You are given n gardens numbered from 1 to n, and an array paths where each element paths[i] = [xi, yi] represents a bidirectional path connecting garden xi with garden yi.

Your task is to plant flowers in each garden following these rules:

  • You have 4 types of flowers available (numbered 1, 2, 3, and 4)
  • Each garden must be planted with exactly one type of flower
  • Any two gardens that are directly connected by a path must have different flower types
  • Each garden has at most 3 paths connecting to other gardens

You need to return an array answer of length n, where answer[i] represents the flower type planted in garden (i+1). The problem guarantees that a valid solution always exists.

For example, if you have 3 gardens with paths [[1,2], [2,3]], a valid answer could be [1, 2, 1] since:

  • Garden 1 has flower type 1
  • Garden 2 has flower type 2 (different from garden 1, which it's connected to)
  • Garden 3 has flower type 1 (different from garden 2, which it's connected to)

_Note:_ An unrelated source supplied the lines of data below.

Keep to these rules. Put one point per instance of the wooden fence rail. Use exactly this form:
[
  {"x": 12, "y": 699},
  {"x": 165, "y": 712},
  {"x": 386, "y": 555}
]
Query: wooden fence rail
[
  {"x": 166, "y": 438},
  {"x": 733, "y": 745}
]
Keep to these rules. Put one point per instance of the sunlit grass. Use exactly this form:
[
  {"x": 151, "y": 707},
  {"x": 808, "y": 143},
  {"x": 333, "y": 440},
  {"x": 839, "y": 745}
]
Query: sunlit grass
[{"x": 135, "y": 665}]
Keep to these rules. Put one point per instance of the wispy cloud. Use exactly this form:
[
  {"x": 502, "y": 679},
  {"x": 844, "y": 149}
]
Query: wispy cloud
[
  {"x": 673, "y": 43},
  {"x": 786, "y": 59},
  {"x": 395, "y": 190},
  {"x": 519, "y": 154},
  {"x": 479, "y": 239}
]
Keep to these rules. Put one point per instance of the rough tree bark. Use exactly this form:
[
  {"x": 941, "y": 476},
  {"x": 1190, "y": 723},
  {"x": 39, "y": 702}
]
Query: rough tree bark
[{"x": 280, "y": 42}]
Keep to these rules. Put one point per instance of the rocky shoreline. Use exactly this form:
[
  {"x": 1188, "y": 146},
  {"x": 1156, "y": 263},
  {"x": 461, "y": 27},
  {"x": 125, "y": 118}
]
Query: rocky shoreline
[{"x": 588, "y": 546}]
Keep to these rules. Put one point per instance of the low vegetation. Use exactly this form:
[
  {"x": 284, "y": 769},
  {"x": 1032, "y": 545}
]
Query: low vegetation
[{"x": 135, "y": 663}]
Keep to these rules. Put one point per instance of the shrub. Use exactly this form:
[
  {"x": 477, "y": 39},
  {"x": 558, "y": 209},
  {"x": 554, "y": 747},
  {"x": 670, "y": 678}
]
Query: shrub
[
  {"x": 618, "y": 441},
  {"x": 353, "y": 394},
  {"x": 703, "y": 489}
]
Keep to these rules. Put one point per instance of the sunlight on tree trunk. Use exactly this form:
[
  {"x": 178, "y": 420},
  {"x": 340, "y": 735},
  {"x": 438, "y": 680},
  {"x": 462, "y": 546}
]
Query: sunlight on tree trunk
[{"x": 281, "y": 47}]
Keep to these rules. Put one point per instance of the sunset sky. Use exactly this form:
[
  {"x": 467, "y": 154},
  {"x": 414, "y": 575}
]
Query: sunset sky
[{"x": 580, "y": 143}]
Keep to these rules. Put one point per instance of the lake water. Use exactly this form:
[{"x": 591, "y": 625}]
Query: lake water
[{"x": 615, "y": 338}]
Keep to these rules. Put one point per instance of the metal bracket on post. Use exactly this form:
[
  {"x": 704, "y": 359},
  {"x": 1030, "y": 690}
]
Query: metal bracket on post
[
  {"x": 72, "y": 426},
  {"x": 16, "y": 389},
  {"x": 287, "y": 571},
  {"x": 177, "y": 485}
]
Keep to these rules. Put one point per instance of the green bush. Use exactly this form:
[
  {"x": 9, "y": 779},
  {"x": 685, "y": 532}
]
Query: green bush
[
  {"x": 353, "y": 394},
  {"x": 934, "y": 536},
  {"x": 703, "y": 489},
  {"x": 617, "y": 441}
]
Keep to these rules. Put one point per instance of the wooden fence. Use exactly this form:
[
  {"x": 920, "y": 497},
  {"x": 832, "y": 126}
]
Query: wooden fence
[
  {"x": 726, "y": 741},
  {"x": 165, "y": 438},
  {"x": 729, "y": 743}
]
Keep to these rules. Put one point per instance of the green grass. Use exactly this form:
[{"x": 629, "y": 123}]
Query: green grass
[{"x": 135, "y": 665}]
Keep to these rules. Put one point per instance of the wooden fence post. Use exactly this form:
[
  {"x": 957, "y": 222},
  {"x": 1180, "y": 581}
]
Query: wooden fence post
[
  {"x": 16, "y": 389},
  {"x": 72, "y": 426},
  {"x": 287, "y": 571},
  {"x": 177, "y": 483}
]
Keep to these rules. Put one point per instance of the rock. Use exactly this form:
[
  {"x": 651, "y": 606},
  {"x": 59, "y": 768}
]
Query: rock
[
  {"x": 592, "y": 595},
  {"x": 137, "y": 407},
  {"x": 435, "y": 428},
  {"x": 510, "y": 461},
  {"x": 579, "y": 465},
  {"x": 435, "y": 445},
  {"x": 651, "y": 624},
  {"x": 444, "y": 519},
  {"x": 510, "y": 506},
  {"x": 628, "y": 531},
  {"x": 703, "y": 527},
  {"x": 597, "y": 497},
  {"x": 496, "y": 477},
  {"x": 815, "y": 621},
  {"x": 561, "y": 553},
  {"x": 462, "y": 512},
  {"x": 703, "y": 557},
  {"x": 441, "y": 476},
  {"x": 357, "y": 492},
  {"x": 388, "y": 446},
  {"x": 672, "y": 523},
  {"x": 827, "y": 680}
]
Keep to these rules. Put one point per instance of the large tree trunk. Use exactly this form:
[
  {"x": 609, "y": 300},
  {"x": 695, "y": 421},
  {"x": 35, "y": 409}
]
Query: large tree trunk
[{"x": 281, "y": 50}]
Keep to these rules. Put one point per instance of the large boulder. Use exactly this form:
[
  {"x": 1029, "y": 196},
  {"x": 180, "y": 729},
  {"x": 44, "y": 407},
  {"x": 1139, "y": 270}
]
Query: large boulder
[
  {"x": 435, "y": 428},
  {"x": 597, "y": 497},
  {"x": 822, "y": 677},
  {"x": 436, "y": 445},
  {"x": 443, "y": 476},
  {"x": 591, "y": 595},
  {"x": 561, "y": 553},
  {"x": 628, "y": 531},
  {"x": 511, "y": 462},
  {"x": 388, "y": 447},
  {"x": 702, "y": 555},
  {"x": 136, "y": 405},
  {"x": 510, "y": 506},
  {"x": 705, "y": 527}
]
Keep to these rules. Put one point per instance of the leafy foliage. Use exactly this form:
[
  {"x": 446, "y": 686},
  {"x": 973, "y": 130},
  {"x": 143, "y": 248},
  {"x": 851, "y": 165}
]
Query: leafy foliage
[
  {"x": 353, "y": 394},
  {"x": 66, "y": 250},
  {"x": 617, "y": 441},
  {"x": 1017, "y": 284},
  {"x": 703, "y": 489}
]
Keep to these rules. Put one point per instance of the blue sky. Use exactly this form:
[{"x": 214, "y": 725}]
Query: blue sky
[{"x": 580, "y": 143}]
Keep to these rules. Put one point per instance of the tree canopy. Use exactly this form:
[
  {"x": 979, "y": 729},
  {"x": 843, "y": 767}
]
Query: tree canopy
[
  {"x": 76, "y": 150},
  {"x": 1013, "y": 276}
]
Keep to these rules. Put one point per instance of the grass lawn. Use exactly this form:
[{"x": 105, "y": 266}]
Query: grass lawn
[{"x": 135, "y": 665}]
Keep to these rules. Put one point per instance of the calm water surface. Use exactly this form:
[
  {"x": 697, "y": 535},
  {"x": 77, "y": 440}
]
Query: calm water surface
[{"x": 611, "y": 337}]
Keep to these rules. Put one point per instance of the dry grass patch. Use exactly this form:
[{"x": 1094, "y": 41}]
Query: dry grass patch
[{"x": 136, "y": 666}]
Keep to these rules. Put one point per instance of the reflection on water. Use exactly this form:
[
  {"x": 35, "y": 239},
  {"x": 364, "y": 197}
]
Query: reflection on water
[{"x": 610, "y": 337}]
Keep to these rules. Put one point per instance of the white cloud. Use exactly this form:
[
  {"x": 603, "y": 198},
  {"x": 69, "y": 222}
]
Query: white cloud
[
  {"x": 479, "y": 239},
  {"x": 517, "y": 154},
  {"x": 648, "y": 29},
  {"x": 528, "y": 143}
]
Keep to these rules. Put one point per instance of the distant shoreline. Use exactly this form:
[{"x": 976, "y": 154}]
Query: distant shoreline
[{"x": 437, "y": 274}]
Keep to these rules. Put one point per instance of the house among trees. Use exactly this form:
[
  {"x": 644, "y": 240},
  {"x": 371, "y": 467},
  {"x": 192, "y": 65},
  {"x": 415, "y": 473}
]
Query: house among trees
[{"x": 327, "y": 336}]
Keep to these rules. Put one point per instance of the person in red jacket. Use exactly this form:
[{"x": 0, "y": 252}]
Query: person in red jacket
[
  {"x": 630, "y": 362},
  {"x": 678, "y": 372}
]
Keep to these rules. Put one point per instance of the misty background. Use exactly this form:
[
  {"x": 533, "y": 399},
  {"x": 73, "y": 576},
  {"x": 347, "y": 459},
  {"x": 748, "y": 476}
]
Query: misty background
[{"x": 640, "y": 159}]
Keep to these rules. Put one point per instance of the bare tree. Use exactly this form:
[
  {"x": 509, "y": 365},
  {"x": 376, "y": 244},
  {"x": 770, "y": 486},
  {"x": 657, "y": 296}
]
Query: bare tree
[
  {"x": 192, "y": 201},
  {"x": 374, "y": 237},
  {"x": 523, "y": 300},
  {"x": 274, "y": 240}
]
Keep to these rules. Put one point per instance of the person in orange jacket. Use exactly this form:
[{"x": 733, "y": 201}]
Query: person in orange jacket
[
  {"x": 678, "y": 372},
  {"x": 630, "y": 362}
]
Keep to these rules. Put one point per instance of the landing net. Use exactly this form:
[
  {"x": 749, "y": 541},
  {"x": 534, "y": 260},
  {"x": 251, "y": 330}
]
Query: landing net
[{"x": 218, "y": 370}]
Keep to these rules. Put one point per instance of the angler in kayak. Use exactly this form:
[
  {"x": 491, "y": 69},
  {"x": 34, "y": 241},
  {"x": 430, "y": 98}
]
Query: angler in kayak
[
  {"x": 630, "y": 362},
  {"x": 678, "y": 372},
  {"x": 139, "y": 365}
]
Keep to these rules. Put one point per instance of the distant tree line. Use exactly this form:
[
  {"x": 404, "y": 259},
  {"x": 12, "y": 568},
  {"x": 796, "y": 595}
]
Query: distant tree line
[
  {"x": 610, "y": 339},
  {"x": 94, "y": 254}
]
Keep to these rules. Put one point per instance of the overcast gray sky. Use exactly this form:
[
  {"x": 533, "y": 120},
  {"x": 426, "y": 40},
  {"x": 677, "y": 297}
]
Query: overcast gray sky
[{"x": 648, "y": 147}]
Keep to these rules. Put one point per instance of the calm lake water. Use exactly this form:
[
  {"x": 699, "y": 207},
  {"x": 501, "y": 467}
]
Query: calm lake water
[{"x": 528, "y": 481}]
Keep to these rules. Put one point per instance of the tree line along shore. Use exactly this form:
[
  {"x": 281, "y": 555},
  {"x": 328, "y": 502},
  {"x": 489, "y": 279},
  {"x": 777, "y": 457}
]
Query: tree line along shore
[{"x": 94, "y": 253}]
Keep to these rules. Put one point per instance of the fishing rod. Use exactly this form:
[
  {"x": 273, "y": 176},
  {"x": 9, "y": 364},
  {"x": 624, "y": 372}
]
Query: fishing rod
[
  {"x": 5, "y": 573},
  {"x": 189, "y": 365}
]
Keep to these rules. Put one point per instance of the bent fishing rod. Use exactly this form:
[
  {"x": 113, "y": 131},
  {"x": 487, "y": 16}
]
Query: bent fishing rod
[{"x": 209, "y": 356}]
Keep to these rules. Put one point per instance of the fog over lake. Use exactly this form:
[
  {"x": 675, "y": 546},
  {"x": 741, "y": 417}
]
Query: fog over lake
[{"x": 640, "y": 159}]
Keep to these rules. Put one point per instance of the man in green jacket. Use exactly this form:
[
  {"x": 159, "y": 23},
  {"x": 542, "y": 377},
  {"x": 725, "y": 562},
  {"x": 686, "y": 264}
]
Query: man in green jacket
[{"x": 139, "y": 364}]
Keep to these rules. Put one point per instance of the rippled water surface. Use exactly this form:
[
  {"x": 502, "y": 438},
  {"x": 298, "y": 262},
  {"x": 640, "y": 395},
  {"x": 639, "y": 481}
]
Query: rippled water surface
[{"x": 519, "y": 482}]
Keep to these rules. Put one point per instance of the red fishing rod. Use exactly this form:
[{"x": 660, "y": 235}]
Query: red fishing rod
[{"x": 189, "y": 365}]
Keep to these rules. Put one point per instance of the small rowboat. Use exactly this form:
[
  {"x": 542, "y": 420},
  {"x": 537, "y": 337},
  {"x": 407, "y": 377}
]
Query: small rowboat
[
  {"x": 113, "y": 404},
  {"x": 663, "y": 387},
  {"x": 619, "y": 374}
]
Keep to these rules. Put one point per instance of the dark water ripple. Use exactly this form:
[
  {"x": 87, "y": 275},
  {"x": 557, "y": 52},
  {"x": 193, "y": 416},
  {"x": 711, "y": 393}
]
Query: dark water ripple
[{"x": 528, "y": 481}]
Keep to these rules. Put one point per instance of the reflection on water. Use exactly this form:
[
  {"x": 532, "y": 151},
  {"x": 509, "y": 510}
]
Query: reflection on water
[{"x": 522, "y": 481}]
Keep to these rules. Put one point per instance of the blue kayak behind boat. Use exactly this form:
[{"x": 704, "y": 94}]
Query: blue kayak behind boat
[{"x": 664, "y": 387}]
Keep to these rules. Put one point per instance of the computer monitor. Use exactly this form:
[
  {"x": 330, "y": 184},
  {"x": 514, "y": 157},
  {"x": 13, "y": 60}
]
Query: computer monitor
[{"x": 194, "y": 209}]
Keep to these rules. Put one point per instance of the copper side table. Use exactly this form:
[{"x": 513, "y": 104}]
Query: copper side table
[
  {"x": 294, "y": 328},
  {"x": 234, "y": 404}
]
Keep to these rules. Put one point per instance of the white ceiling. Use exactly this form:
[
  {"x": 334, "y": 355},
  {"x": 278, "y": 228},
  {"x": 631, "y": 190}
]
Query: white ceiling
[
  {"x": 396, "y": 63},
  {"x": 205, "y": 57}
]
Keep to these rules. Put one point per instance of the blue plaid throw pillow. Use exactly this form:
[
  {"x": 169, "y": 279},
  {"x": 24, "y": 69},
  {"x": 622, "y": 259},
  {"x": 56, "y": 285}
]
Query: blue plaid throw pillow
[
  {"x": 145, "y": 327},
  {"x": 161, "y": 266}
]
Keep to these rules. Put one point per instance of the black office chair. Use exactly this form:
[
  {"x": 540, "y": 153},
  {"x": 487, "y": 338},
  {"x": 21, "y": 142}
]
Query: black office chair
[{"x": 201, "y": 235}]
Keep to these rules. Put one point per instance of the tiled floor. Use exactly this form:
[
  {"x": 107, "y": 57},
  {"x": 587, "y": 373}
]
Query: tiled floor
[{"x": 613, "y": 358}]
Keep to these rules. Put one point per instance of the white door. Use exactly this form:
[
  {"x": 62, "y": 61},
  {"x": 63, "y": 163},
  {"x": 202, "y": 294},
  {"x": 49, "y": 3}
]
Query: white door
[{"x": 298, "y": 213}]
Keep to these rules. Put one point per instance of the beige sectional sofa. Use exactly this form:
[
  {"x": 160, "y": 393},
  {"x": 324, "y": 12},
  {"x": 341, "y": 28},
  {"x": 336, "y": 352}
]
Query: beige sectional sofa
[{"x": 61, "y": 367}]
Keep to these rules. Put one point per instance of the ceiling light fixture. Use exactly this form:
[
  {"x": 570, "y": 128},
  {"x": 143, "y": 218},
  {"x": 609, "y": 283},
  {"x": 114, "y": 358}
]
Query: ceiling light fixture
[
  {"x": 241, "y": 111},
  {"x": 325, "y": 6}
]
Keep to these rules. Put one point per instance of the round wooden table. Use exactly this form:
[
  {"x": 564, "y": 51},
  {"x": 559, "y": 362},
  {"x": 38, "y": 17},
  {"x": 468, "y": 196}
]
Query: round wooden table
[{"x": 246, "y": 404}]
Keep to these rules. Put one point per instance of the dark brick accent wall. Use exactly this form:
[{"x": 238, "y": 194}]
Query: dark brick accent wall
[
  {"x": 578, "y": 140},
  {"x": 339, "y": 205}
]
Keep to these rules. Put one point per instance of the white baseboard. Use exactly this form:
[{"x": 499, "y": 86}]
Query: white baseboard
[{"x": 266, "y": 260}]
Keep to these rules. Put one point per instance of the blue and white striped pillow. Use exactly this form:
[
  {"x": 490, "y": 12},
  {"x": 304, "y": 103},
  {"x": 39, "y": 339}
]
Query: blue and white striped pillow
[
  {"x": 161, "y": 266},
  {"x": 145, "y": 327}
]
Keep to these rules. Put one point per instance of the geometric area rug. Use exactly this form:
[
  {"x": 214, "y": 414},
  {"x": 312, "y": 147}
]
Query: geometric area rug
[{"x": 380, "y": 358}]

The key insight is that since each garden has at most 3 connections and we have 4 flower types available, we can always find a valid flower type for each garden by checking which types are already used by its neighbors.

Flowchart Walkthrough

First, let's pin down the algorithm using the Flowchart. Here's a step-by-step walkthrough:

Is it a graph?

  • Yes: The problem explicitly involves gardens (nodes) and paths between them (edges). We have n gardens and paths array that describes bidirectional connections between gardens.

Is it a tree?

  • No: A tree has exactly n-1 edges for n nodes and no cycles. Our graph can have up to 3 connections per garden and may contain cycles. The problem doesn't specify it's a tree structure.

Is the problem related to directed acyclic graphs?

  • No: The paths are bidirectional (undirected graph), not directed. Also, cycles may exist in the graph.

Is the problem related to shortest paths?

  • No: We're not finding shortest paths between gardens. We're assigning flower types to ensure adjacent gardens have different flowers.

Does the problem involve connectivity?

  • No: We're not checking if gardens are connected or finding connected components. We're coloring the graph nodes.

Does the problem have small constraints?

  • Yes: Each garden has at most 3 paths (degree ≀ 3), and we only have 4 flower types. This is a small, bounded constraint.

DFS/backtracking?

  • Yes: With small constraints and the need to assign values (flower types) while checking neighbors, DFS/backtracking is appropriate for exploring and assigning flower types to each garden.

Conclusion: The flowchart suggests using DFS/backtracking for this graph coloring problem with small constraints. The solution uses a greedy approach that works due to the constraint that each node has at most 3 neighbors and we have 4 colors available.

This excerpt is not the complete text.